Vlad’s jaw clinched, and he stamped his foot on the stone roof. It had all been going so well! Harker had hired a damned vampire hunter, for Christ’s sake! The man knew how to kill him! He’d proved that when he put down the other one he’d created, that Lucy Something-or-another. Staked her and cut off her head! Thorough and precise! And yet, after everything, after leading a wide trail back here to his castle, after paying the gypsies to kill one of them just so they’d be sure to be mad enough, even after all that… what had they done? Slashed his throat and stabbed him with a knife, as if such pitiful wounds would even keep him down for long. Damn damn damn!

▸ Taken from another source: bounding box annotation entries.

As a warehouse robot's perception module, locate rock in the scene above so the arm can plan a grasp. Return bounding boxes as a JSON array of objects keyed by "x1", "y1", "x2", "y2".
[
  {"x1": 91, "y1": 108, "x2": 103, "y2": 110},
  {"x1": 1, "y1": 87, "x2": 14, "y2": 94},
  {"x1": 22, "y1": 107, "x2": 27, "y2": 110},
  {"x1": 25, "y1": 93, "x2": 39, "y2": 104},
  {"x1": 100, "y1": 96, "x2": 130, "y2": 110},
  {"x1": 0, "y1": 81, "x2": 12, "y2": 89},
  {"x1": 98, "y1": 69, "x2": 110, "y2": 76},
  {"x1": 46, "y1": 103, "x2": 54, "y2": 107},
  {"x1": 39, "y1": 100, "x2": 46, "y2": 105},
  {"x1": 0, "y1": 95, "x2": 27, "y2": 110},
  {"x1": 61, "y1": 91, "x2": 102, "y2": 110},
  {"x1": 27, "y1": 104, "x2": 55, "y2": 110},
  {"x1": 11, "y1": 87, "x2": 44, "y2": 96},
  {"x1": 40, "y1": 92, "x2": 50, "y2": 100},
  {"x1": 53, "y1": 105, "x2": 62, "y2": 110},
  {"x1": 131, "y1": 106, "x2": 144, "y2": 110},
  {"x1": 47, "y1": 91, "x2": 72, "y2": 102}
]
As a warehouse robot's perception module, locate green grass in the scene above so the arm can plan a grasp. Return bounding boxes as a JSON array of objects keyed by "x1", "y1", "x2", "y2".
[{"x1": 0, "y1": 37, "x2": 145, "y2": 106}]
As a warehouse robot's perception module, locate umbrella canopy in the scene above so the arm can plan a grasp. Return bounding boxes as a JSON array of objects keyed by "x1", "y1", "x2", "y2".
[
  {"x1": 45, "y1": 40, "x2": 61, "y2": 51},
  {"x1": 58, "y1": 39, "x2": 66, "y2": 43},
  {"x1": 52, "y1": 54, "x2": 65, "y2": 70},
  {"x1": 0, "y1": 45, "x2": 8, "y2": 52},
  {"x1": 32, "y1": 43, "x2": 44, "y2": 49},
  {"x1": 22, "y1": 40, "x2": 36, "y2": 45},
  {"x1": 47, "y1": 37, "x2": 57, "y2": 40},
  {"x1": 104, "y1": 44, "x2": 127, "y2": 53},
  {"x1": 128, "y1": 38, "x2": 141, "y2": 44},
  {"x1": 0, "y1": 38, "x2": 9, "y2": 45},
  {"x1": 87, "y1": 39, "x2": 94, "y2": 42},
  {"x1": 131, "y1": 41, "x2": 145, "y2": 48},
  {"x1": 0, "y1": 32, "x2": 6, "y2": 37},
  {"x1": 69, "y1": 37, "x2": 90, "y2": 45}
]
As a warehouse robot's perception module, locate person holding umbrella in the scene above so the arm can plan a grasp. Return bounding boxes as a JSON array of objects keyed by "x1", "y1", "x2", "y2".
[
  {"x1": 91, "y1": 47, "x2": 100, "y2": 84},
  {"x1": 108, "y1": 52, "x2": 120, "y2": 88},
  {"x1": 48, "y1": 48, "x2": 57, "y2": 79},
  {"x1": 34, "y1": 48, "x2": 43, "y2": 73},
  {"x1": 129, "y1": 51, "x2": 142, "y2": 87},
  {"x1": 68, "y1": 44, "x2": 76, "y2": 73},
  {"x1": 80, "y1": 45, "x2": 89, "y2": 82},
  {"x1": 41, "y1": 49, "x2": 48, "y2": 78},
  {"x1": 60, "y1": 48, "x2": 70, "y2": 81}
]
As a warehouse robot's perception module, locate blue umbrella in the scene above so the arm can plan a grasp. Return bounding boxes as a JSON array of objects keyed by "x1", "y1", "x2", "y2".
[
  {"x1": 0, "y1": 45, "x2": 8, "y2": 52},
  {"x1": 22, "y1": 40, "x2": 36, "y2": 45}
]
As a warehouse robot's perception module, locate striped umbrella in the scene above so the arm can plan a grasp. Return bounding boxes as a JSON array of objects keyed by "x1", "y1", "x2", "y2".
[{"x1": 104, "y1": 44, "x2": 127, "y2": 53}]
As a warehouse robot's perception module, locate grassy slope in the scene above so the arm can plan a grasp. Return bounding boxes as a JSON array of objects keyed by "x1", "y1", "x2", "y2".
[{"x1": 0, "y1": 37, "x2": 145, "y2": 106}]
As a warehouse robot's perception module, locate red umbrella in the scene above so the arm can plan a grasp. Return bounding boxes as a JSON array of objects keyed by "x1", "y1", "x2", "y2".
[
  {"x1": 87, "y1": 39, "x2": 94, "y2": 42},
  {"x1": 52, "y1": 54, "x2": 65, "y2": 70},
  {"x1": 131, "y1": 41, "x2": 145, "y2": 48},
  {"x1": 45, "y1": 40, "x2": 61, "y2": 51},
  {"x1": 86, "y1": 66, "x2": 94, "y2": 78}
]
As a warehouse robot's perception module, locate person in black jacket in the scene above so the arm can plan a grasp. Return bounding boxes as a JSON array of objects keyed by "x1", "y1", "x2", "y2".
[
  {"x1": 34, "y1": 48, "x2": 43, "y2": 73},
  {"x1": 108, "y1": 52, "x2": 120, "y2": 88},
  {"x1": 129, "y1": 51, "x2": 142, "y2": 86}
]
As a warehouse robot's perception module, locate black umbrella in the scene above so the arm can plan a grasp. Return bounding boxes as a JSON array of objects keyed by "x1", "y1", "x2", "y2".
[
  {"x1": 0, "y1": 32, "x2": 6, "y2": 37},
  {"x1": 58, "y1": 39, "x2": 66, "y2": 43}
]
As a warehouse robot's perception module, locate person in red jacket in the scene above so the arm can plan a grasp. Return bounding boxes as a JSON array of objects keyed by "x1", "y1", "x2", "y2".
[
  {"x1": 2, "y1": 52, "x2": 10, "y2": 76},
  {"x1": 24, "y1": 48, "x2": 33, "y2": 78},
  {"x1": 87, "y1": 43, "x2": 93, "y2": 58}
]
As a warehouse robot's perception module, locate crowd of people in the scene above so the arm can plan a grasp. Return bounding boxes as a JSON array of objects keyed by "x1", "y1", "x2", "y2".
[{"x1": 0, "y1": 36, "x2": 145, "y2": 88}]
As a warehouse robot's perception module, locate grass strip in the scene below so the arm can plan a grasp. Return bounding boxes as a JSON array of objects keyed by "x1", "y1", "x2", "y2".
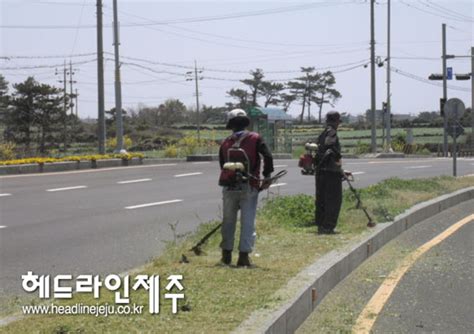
[{"x1": 0, "y1": 177, "x2": 474, "y2": 333}]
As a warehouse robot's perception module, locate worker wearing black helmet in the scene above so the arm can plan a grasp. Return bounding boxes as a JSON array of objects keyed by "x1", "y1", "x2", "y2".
[{"x1": 316, "y1": 111, "x2": 343, "y2": 234}]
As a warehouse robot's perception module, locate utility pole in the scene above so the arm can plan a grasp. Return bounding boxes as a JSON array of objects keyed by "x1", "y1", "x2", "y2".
[
  {"x1": 370, "y1": 0, "x2": 377, "y2": 153},
  {"x1": 186, "y1": 60, "x2": 203, "y2": 141},
  {"x1": 75, "y1": 88, "x2": 79, "y2": 119},
  {"x1": 55, "y1": 60, "x2": 67, "y2": 152},
  {"x1": 385, "y1": 0, "x2": 392, "y2": 152},
  {"x1": 471, "y1": 46, "x2": 474, "y2": 154},
  {"x1": 114, "y1": 0, "x2": 124, "y2": 153},
  {"x1": 97, "y1": 0, "x2": 105, "y2": 154},
  {"x1": 67, "y1": 60, "x2": 77, "y2": 115},
  {"x1": 442, "y1": 23, "x2": 448, "y2": 157},
  {"x1": 194, "y1": 60, "x2": 201, "y2": 142}
]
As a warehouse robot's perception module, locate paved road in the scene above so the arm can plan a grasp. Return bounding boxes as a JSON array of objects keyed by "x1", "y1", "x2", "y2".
[
  {"x1": 0, "y1": 158, "x2": 474, "y2": 294},
  {"x1": 298, "y1": 200, "x2": 474, "y2": 334}
]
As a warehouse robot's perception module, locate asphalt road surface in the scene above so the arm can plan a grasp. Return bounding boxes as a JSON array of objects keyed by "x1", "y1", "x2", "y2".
[
  {"x1": 297, "y1": 200, "x2": 474, "y2": 334},
  {"x1": 0, "y1": 158, "x2": 474, "y2": 294}
]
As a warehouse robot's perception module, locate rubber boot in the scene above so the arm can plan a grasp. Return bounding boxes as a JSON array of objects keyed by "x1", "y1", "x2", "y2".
[
  {"x1": 221, "y1": 249, "x2": 232, "y2": 265},
  {"x1": 237, "y1": 252, "x2": 252, "y2": 267}
]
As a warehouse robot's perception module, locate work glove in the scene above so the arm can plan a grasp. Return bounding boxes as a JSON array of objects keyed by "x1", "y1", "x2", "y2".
[
  {"x1": 342, "y1": 170, "x2": 354, "y2": 181},
  {"x1": 260, "y1": 175, "x2": 272, "y2": 190}
]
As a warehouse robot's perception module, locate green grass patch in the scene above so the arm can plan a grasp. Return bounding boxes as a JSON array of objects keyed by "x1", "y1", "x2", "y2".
[{"x1": 0, "y1": 177, "x2": 474, "y2": 333}]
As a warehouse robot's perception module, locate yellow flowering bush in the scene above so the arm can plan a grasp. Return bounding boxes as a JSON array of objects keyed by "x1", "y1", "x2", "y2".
[{"x1": 0, "y1": 153, "x2": 145, "y2": 166}]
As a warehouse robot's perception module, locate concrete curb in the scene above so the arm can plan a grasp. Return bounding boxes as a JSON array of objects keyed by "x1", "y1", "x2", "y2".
[
  {"x1": 0, "y1": 158, "x2": 186, "y2": 176},
  {"x1": 234, "y1": 187, "x2": 474, "y2": 334}
]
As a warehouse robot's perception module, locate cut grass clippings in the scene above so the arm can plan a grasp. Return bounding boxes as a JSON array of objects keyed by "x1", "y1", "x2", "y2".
[{"x1": 0, "y1": 177, "x2": 474, "y2": 333}]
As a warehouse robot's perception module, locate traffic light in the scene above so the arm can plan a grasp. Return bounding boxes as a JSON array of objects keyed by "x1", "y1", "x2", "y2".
[
  {"x1": 439, "y1": 98, "x2": 446, "y2": 117},
  {"x1": 428, "y1": 74, "x2": 443, "y2": 80},
  {"x1": 456, "y1": 73, "x2": 471, "y2": 80}
]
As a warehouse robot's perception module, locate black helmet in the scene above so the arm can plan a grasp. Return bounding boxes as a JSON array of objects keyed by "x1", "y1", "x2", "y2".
[
  {"x1": 226, "y1": 109, "x2": 250, "y2": 129},
  {"x1": 326, "y1": 111, "x2": 341, "y2": 123}
]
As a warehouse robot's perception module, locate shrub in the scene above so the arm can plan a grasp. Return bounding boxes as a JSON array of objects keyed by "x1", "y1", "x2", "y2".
[
  {"x1": 178, "y1": 136, "x2": 200, "y2": 155},
  {"x1": 0, "y1": 142, "x2": 16, "y2": 160},
  {"x1": 355, "y1": 140, "x2": 370, "y2": 154},
  {"x1": 106, "y1": 136, "x2": 133, "y2": 151},
  {"x1": 165, "y1": 145, "x2": 178, "y2": 158}
]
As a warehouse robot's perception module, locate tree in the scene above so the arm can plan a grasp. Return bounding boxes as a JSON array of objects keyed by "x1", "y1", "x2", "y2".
[
  {"x1": 314, "y1": 71, "x2": 342, "y2": 123},
  {"x1": 5, "y1": 77, "x2": 68, "y2": 154},
  {"x1": 226, "y1": 88, "x2": 252, "y2": 110},
  {"x1": 288, "y1": 67, "x2": 319, "y2": 123},
  {"x1": 241, "y1": 68, "x2": 264, "y2": 107},
  {"x1": 105, "y1": 107, "x2": 130, "y2": 137},
  {"x1": 259, "y1": 81, "x2": 285, "y2": 108},
  {"x1": 280, "y1": 93, "x2": 296, "y2": 112},
  {"x1": 158, "y1": 99, "x2": 186, "y2": 126}
]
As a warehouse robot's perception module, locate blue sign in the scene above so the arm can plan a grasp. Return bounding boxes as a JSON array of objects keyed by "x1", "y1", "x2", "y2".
[{"x1": 446, "y1": 67, "x2": 453, "y2": 80}]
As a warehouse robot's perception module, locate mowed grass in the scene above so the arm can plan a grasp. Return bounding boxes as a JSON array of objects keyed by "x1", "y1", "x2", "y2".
[{"x1": 0, "y1": 177, "x2": 474, "y2": 333}]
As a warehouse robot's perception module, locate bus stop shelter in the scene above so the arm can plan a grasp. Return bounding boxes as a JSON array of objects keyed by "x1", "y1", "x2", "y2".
[{"x1": 247, "y1": 107, "x2": 293, "y2": 153}]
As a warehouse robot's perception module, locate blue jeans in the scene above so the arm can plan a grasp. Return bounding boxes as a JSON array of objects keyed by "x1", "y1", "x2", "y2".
[{"x1": 221, "y1": 184, "x2": 258, "y2": 253}]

The Count’s fist struck the stone of the parapet. For a moment he seemed frozen, and then he breathed in deeply, more from habit than anything else even after all these years. Yet another failure. He let out the breath in a long sigh, then composed himself and straightened the collar of his cape. There would be other opportunities, other places and times. He was nothing if not patient. He gripped the edge of the cape, twirled it up in front of his face, and mustered his best soul-piercing gaze. Some day, he’d figure it out.